Des collaborateurs investis et impliqués

Pour les entreprises spécialisées dans la propreté, l’enjeu humain et sociétal de la RSE est primordial. Directeur de l’agence de Reims de la Société AGnet, Pascal Rodrigues a fait du travail en journée pour ses collaborateurs son cheval de bataille. Des collaborateurs qui sont d’ailleurs à 98% des collaboratrices, souvent mamans. « Notre travail est en horaire décalé, en général entre 5h et 8h du matin puis entre 17h et 21h pour la plupart de nos salariés. Or c’est très compliqué d’avoir un bus à cinq heures du matin et d’avoir un résultat très propre lorsqu’on ne travaille qu’à la lumière artificielle. Pour moi, ce travail en journée, c’est très, très important ».

Une mise en place qui se fait avec l’accord des employés mais surtout du client final qui doit accepter d’accueillir la société de nettoyage pendant les heures de bureau. Un concept qui fait son chemin. Lutte contre les TMS, produits plus écologiques, appui de la robotique avec les cobots, véhicules électriques… autant de mesures qui prennent soin comme elles fidélisent les collaborateurs, qui bénéficient aussi d’un bâtiment à énergie positive. « Mes premiers ambassadeurs, ce sont les agents de propreté. Si mes agents de propreté, sont dans le partage des valeurs, c’est gagné ».

Cabinet d’audit et de conseil depuis une centaine d’années, KPMG est devenu société à mission en 2022. « On a depuis toujours eu beaucoup de volonté de former nos collaborateurs de manière très poussée, aussi pour les garder au niveau de l’attractivité qui est un vrai sujet en cabinet d’expertise comptable », explique Marion Rafflin, directrice associée KPMG Reims.

Mécénat d’entreprise, parité, direction de l’engagement citoyen… les sujets sont nombreux, les exemples aussi.
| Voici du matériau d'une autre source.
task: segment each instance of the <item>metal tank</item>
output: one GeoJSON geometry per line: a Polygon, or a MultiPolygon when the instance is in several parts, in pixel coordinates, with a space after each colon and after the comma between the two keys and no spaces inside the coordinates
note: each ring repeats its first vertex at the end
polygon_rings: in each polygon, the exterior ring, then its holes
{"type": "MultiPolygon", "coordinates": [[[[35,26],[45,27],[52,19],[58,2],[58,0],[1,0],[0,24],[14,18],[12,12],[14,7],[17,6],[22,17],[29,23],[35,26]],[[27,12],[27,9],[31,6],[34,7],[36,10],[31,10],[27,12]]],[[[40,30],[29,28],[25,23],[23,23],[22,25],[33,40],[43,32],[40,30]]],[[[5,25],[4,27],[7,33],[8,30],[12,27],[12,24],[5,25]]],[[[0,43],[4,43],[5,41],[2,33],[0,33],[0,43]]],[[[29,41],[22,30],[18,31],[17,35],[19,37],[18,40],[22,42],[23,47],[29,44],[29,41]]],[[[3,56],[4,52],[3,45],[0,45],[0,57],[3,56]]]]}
Deux d’entre eux sont expliqués par Marion Rafflin. « Nous formons aujourd’hui quasiment l’intégralité de nos collaborateurs à la fresque du climat, pour les sensibiliser aussi à ces sujets. Nous avons aussi créé au niveau national un comité Nextgen, composé de 15 personnes de tout âge, tout grade, tout secteur d’activité ou secteur géographique. Son but est de faire des propositions à la direction, que personne n’a jamais osé faire auparavant ».

Un concept qui a débouché sur la mise en place de la semaine parentale de quatre jours, permettant aux jeunes parents, de bénéficier d’un temps partiel de 4 jours pendant six mois, rémunéré à temps plein. Et les effets de cette nouveauté, conjuguée aux autres mesures de RSE mises en place régulièrement dans ce groupe international sont immédiats et spectaculaires en interne. « L’an dernier, dans mon équipe nous avons eu 7 recrutements, zéro départ. C’est la première fois que ça nous arrive en cabinet d’expertise comptable », souligne la directrice.

La clé de l’accompagnement

Quant aux entreprises qui souhaitent se lancer dans ces démarches vertueuses de RSE sans vraiment savoir par où commencer, elles peuvent se faire épauler par des organisations privées de conseil mais aussi par Bpifrance, comme l’explique Tadao Chaudré, Coordinateur Climat Régional de la banque publique d’investissement. Missions de conseil RSE, bilans carbone, diagnostics de flux… Bpifrance multiplie les accompagnements. « Notre cœur de métier, c’est le financement, mais nous avons aussi de vraies missions d’accompagnement et de mise en réseau, avec notamment nos différentes communautés : la French Tech, la French Fab, la French Care ou le Coq Vert ».

Cette dernière communauté de dirigeants convaincus sur la nécessité d’agir et engagés dans la transition écologique et énergétique, compte aujourd’hui 2 500 dirigeants sur le territoire national. « Nous avons bien conscience qu’en les accompagnant sur les aspects environnementaux en particulier, les dirigeants vont pouvoir bénéficier de marqueurs forts de différenciation », poursuit Tadao Chaudré. « De nombreuses entreprises sont déjà sensibilisées à ces questions. Notre rôle, c’est désormais de passer d’un stade de sensibilisation à un stade vraiment opérationnel de mise en transition ».